Hello everyone,
Thank you for the continued support for NiFi.
As we are planning to implement couple of our DataFlow to production, need
some help on best practices.
This is how the Flow looks like
1. NiFi-Kafka consumer to get data from Kafka cluster
2. Convert data from JSON to Avro
3. Merge Avro FlowFiles to around 60 MB size
4. Store 60 MB FlowFile in Google Cloud Storage
5. We are using an expression to date partition it while storing
-
trackerClicks/${now():format('yyyy')}/${now():format('MM')}/${now():format('dd')}/${filename}
Regarding this we have few questions
1. Can we access the column from Avro schema to partition the data?
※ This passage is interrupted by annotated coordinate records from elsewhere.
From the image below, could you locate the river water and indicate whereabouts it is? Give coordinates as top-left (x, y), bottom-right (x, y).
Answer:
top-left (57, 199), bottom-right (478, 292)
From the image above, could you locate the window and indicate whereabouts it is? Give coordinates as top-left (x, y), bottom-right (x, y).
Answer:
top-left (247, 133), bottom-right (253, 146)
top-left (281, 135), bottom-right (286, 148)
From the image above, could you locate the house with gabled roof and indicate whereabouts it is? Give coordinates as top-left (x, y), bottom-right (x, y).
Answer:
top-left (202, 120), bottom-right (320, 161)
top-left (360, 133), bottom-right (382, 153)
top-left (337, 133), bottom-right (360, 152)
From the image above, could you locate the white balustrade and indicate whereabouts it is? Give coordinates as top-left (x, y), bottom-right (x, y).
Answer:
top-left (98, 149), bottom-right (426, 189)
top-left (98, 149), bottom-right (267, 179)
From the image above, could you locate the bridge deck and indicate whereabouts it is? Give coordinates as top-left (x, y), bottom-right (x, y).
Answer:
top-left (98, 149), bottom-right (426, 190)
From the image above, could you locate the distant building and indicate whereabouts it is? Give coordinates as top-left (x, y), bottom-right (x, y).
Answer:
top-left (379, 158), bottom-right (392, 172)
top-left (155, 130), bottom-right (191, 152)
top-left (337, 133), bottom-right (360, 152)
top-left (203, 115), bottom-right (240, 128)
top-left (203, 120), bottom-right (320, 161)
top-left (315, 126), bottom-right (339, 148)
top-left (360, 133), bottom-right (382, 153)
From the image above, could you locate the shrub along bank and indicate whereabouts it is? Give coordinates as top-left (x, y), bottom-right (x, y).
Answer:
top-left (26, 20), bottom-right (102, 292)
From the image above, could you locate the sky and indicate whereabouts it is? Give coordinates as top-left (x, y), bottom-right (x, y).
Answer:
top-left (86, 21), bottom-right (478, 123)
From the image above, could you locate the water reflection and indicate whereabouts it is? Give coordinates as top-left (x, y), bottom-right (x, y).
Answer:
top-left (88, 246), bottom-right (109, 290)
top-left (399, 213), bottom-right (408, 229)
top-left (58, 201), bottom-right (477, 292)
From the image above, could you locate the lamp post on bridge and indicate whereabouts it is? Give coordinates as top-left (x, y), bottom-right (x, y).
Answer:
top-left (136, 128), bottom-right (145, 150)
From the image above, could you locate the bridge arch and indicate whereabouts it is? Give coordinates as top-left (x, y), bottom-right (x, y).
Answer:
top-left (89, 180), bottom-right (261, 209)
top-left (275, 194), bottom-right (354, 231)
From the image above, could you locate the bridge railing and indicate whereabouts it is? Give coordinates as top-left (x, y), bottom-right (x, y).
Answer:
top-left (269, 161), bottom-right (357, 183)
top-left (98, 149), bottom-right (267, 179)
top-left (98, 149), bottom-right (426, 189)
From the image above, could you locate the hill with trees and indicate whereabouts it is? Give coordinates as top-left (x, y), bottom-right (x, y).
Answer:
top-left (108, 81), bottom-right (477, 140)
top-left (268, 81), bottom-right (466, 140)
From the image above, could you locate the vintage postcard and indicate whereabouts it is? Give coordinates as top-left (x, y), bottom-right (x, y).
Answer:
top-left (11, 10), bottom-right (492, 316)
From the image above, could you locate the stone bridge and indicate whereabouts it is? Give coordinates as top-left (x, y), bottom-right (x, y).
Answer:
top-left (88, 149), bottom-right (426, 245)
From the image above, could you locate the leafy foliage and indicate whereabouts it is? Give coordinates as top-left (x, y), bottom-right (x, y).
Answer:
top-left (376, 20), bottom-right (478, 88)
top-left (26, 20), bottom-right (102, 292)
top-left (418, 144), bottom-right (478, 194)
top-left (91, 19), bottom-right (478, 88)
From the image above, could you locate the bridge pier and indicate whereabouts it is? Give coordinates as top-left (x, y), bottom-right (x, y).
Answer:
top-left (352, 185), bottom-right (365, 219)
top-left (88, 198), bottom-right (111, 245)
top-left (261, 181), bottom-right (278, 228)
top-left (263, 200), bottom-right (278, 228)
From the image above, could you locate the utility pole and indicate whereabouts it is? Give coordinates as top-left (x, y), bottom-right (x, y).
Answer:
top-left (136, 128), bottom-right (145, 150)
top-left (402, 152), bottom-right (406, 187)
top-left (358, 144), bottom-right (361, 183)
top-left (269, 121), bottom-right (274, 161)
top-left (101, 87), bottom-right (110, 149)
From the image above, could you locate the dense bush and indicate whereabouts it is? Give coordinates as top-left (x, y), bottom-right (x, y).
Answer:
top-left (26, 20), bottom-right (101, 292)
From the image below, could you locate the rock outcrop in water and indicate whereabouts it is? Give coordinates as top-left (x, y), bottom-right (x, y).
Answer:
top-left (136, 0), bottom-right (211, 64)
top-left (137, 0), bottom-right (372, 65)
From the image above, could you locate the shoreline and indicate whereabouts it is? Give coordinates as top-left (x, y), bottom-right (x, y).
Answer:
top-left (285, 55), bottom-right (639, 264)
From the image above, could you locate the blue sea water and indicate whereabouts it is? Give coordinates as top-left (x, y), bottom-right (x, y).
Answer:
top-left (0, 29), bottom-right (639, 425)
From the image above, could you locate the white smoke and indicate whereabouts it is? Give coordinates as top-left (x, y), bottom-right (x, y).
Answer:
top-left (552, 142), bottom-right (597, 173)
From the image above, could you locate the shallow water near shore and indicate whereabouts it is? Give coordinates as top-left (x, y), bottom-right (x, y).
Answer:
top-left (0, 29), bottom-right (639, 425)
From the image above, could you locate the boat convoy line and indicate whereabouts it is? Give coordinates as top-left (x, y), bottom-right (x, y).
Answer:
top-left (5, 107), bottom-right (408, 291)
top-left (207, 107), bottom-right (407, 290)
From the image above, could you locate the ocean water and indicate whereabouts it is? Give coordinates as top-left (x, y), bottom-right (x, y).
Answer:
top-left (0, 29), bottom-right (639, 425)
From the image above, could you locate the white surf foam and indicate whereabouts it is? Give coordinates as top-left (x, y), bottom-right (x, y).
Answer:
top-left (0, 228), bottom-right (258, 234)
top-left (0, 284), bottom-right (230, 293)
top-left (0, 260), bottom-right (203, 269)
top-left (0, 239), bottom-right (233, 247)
2. I have used *Kite SDK to create HIVE dataset* with partition (Parquet
format and SNAPPY compression) and "StoreInKiteDataset" processor to write
there. However if the data is merged already and we are using partition
strategy from a column then it is very slow and at the end the stored is
not merged (small files) for obvious reason. Do you suggest writing to
partitions without merging the data and later use *Kite Compaction*?
3. If we store data on GCS with normal date partitioning and create HIVE
External table on top of it, is there a way to refresh the Metadata when
there is a new partition added? Or we need to use "MSCK REPAIR ..." through
some script?
4. Lastly for the Kafka consumer is there any log feed or something that
our monitoring tool can refer to in order to show the offsets consumed, lag
and etc.
It would really be highly appreciated if we can get the answers?
Thank you!
______________________
*Kind Regards,*
*Anshuman Ghosh*
*Contact - +49 179 9090964*